The course will be the first part of a two semester course on Statistical Learning. The first part (SS 2013) will concentrate on chapters 1-5 and 7-10 of the book The Elements of Statistical Learning, Springer (second edition, 2009). In both semesters, there will be two hours of lecture per week and one hour of tutorial (V2/Ü1); however, the slot for the tutorial will be set after the first lecture, a 2 hour tutorial every other week is also possible.

Both parts of this lecture fulfill the requirements for the curricula of computer science and bioinformatics as special lecture (Spezialvorlesung, 5 credit points).

The course is targeted to advanced students in bioinformatics, computer science, math and general science with mathematical background. Students should know linear algebra and have basic knowledge of statistics.

You need a cumulative 50% of the points in the problem sets to be admitted to the oral exam.

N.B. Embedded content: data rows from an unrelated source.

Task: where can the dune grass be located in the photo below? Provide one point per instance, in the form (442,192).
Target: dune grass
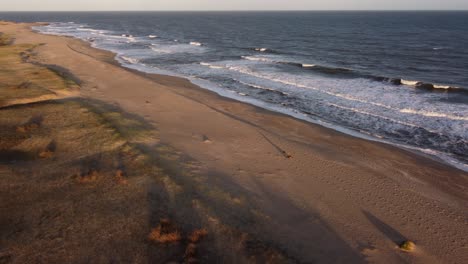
(21,79)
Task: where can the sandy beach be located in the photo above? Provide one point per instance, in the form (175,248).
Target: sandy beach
(124,154)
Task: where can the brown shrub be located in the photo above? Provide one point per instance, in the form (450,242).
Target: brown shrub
(120,177)
(91,176)
(46,154)
(191,253)
(164,233)
(197,235)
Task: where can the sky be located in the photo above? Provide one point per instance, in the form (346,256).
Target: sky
(95,5)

Hastie, Tibshirani, Friedman: The Elements of Statistical Learning, Springer (second edition, 2009). The readers of the course are encouraged to acquire this book.

More information on this book, as well as a contents listing can be found on the Springer web site.

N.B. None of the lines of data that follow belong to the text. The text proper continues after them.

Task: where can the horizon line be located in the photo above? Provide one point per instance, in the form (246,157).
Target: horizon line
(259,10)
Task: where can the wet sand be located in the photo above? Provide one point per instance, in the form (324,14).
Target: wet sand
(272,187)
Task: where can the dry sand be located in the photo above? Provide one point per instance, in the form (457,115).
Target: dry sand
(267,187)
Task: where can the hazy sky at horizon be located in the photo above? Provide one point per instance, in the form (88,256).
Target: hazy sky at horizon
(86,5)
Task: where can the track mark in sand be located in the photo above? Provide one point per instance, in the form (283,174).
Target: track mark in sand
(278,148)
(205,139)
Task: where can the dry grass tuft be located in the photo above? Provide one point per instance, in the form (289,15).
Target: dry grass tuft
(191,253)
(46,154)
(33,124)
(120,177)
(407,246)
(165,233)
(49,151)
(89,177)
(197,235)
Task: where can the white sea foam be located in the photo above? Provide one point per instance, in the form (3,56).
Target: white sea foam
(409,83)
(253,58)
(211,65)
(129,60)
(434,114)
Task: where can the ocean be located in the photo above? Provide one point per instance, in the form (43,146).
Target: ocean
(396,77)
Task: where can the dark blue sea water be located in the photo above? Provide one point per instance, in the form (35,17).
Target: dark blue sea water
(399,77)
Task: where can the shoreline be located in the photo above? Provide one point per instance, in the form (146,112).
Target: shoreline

A free pdf copy of the book can be obtained at http://www-stat.stanford.edu/~tibs/ElemStatLearn/

Additional literature can be found in the library; the reserve list for the lecture can be found here: library reserve list for 'Elements of Statistical Learning 1'

Please keep in mind that only the book by Hastie, Tibshirani and Friedman will be covered in the lecture.

Problem sets will cover theoretical proofs and programming exercises with roughly equal weight. In general, they are due Wednesday before the lecture (10:00 sharp); further details regarding the assignments will be announced in the first lecture.

The programming language that will be used is R - a language for statistical computing. It is freely available for Windows, Linux and Mac. As a vectorized programming language is ideally suited for the problems we will encounter. There are also many freely available packages (or libraries) to perform a variety of classification and regression tasks, or to visualize the results of statistical analyses in a convenient way.

The tutorials focus on the problem sets. A very brief reiteration of parts of the lecture is also given.

- Refresh your knowledge on basic statistics. Basic linear algebra will also be useful.
- Familiarize yourself with the R programming language. You might find the following tutorials useful:
- R for Beginners by Emmanuel Paradis. Especially relevant for us are chapters 1, 2, 3 and 6.
- An Introduction to R - the standard R introduction. This is a very detailed manual; it is therefore quite lengthy.